Multiple Linear Regression attempts to model the relationship between two or more features and a response by fitting a linear equation to observed data. The steps to perform multiple linear Regression are almost similar to that of simple linear Regression. The Difference Lies in the evaluation. We can use it to find out which factor has the highest impact on the predicted output and how different variables relate to each other.
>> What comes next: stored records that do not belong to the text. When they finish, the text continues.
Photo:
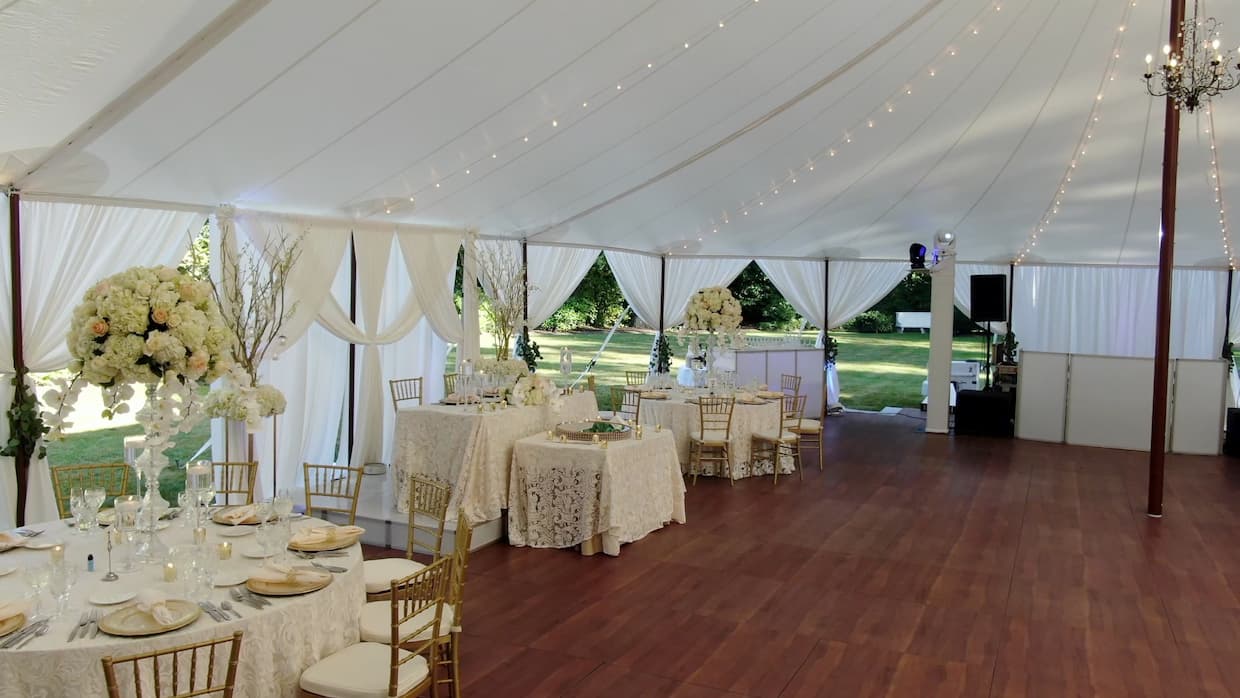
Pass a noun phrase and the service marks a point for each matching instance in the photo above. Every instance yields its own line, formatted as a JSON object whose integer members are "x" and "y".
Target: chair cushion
{"x": 361, "y": 671}
{"x": 376, "y": 622}
{"x": 380, "y": 573}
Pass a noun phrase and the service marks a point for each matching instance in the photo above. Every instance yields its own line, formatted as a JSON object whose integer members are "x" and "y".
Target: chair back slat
{"x": 332, "y": 489}
{"x": 714, "y": 415}
{"x": 404, "y": 389}
{"x": 171, "y": 677}
{"x": 234, "y": 481}
{"x": 428, "y": 515}
{"x": 113, "y": 477}
{"x": 790, "y": 384}
{"x": 418, "y": 606}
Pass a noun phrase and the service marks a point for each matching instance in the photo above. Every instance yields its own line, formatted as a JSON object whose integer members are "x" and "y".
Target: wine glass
{"x": 36, "y": 577}
{"x": 61, "y": 579}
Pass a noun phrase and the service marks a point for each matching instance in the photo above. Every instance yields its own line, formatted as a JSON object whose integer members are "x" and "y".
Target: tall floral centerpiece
{"x": 252, "y": 301}
{"x": 149, "y": 326}
{"x": 713, "y": 321}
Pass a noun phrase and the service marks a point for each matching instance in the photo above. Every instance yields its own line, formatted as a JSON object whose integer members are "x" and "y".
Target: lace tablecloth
{"x": 471, "y": 450}
{"x": 279, "y": 641}
{"x": 747, "y": 419}
{"x": 564, "y": 494}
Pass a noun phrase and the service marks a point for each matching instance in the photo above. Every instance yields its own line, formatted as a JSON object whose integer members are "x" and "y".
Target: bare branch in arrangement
{"x": 251, "y": 294}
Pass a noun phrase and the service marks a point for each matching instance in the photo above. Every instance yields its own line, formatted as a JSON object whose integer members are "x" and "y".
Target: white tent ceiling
{"x": 347, "y": 108}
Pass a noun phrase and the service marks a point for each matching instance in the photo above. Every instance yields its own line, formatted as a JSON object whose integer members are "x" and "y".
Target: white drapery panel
{"x": 554, "y": 273}
{"x": 964, "y": 291}
{"x": 686, "y": 275}
{"x": 73, "y": 246}
{"x": 430, "y": 259}
{"x": 637, "y": 278}
{"x": 802, "y": 283}
{"x": 1110, "y": 311}
{"x": 856, "y": 287}
{"x": 373, "y": 252}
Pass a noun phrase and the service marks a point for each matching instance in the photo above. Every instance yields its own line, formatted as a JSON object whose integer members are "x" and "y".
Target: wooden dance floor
{"x": 916, "y": 565}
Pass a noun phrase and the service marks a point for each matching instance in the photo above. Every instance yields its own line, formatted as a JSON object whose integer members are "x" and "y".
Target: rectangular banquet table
{"x": 279, "y": 642}
{"x": 683, "y": 419}
{"x": 567, "y": 494}
{"x": 471, "y": 450}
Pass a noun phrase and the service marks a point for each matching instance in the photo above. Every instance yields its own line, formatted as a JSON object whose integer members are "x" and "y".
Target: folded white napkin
{"x": 9, "y": 609}
{"x": 324, "y": 534}
{"x": 237, "y": 515}
{"x": 288, "y": 574}
{"x": 155, "y": 603}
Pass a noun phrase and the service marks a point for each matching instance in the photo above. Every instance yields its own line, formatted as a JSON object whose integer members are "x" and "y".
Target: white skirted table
{"x": 279, "y": 641}
{"x": 568, "y": 494}
{"x": 683, "y": 418}
{"x": 471, "y": 450}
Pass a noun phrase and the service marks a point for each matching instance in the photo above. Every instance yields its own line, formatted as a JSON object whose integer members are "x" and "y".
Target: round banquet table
{"x": 279, "y": 641}
{"x": 683, "y": 418}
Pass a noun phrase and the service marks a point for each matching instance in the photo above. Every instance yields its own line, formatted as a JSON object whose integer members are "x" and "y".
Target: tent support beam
{"x": 21, "y": 461}
{"x": 149, "y": 84}
{"x": 1166, "y": 263}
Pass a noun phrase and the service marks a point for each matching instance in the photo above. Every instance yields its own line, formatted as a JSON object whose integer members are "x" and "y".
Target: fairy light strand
{"x": 1217, "y": 182}
{"x": 867, "y": 124}
{"x": 1079, "y": 151}
{"x": 574, "y": 109}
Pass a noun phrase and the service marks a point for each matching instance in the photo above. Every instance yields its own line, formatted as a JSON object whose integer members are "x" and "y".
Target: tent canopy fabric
{"x": 683, "y": 128}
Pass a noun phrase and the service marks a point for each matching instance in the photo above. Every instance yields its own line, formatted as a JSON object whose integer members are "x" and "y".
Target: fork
{"x": 79, "y": 627}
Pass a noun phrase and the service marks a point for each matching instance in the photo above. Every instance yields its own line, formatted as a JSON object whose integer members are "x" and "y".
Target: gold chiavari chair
{"x": 790, "y": 384}
{"x": 625, "y": 403}
{"x": 711, "y": 443}
{"x": 404, "y": 389}
{"x": 810, "y": 430}
{"x": 332, "y": 489}
{"x": 406, "y": 662}
{"x": 187, "y": 670}
{"x": 234, "y": 481}
{"x": 428, "y": 513}
{"x": 785, "y": 443}
{"x": 113, "y": 477}
{"x": 449, "y": 657}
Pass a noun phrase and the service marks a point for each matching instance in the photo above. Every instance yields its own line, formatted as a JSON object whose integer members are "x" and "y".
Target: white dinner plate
{"x": 108, "y": 598}
{"x": 35, "y": 544}
{"x": 231, "y": 578}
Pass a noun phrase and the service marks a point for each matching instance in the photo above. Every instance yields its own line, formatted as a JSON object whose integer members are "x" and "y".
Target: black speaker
{"x": 1231, "y": 443}
{"x": 987, "y": 298}
{"x": 985, "y": 413}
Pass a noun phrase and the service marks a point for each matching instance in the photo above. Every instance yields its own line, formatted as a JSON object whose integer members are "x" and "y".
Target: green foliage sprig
{"x": 528, "y": 351}
{"x": 26, "y": 428}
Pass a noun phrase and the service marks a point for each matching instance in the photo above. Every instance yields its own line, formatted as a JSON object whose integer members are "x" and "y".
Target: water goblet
{"x": 36, "y": 577}
{"x": 61, "y": 579}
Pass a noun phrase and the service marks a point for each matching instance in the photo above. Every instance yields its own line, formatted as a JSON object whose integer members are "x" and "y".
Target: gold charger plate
{"x": 216, "y": 517}
{"x": 11, "y": 624}
{"x": 132, "y": 622}
{"x": 324, "y": 546}
{"x": 283, "y": 588}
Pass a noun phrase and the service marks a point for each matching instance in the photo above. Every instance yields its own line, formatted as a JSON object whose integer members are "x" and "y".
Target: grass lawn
{"x": 876, "y": 371}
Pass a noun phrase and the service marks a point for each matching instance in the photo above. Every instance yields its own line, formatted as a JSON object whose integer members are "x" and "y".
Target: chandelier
{"x": 1197, "y": 73}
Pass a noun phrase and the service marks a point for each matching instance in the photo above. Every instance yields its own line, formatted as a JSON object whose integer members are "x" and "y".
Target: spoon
{"x": 230, "y": 608}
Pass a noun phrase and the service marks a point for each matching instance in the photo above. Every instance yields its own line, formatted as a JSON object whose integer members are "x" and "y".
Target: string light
{"x": 599, "y": 99}
{"x": 972, "y": 29}
{"x": 1217, "y": 182}
{"x": 1091, "y": 122}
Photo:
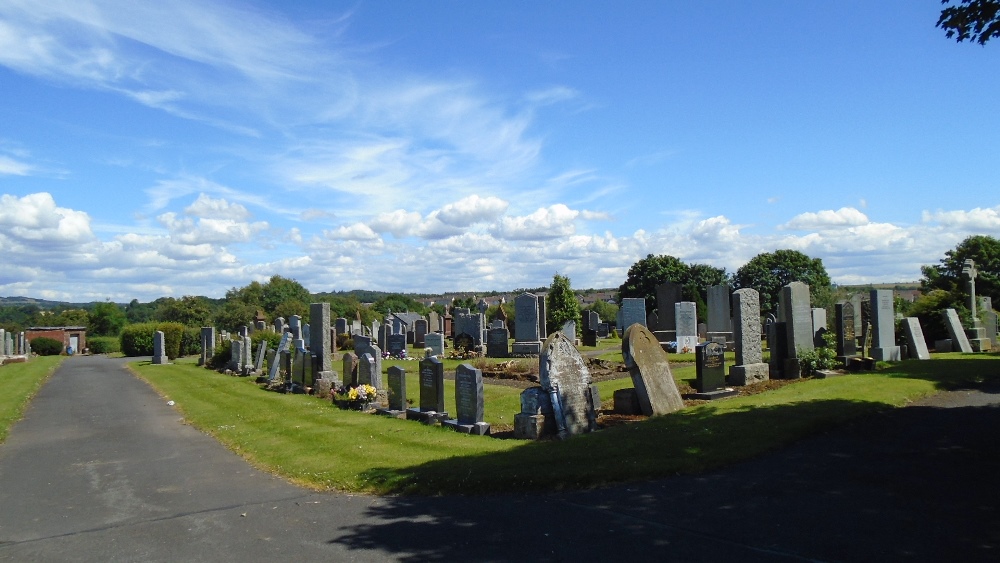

Y = b0 + b1 * x1 + b2 * x2 + b3 * x3 + …… bn * xn Y = Dependent variable x1, x2, x3, …… xn = multiple independent variables
Step-1: Data Pre-processing
Step-2: Fitting our MLR model to the Training set
Step-3: Prediction of test set result
Step-4: visualizing the results
To install required library files, Open Command Prompt or Terminal and execute the following commands
$ pip install scikit-learn
$ pip install pandas
$ pip install numpy
$ pip install matplotlib
price,area,bedrooms,floors,age
4500000,1500,3,2,5
7000000,2500,4,3,4
3000000,1200,2,1,2
5500000,1800,3,2,4
9000000,3000,5,4,5
3500000,1400,3,2,5
6000000,2200,4,3,1
10000000,3500,5,4,4
4000000,1600,3,2,3
6500000,2000,4,3,4
To Download above CSV file : Click Here
import pandas as pd
import numpy as np
import matplotlib.pyplot as plt
from sklearn.model_selection import train_test_split
from sklearn.linear_model import LinearRegression
from sklearn.metrics import mean_squared_error, r2_score
from matplotlib.ticker import FuncFormatter
data = pd.read_csv('house_data.csv')
X = data.drop('price', axis=1)
y = data['price']
X_train, X_test, y_train, y_test = train_test_split(X, y, test_size=0.2,random_state=42)
model = LinearRegression().fit(X_train, y_train)
y_pred = model.predict(X_test)
print(f"Mean Squared Error: {mean_squared_error(y_test, y_pred):.2f}")
print(f"R^2 Score: {r2_score(y_test, y_pred):.2f}")
print(f"Model Coefficients: {model.coef_}")
print(f"Model Intercept: {model.intercept_}")
area = float(input("Enter area (sq ft): "))
bedrooms = int(input("Enter number of bedrooms: "))
floors = int(input("Enter number of floors: "))
age = int(input("Enter age of the house: "))
input_data = pd.DataFrame([[area, bedrooms, floors, age]], columns=['area', 'bedrooms', 'floors', 'age'])
input_data_encoded = input_data.reindex(columns=X.columns, fill_value=0)
predicted_price = model.predict(input_data_encoded)
print(f"Predicted price for the house: ₹{predicted_price[0]:,.2f}")
plt.figure(figsize=(12, 8)) # Adjusted size
plt.scatter(y_test, y_pred, alpha=0.7, label="Predicted Prices", color='blue', marker='o')
plt.plot([0, max(y_test)], [0, max(y_test)], color='red', linestyle='--', label="Prediction Line")
plt.xlabel("Actual Prices (₹)")
plt.ylabel("Predicted Prices (₹)")
plt.title("Actual vs Predicted House Prices")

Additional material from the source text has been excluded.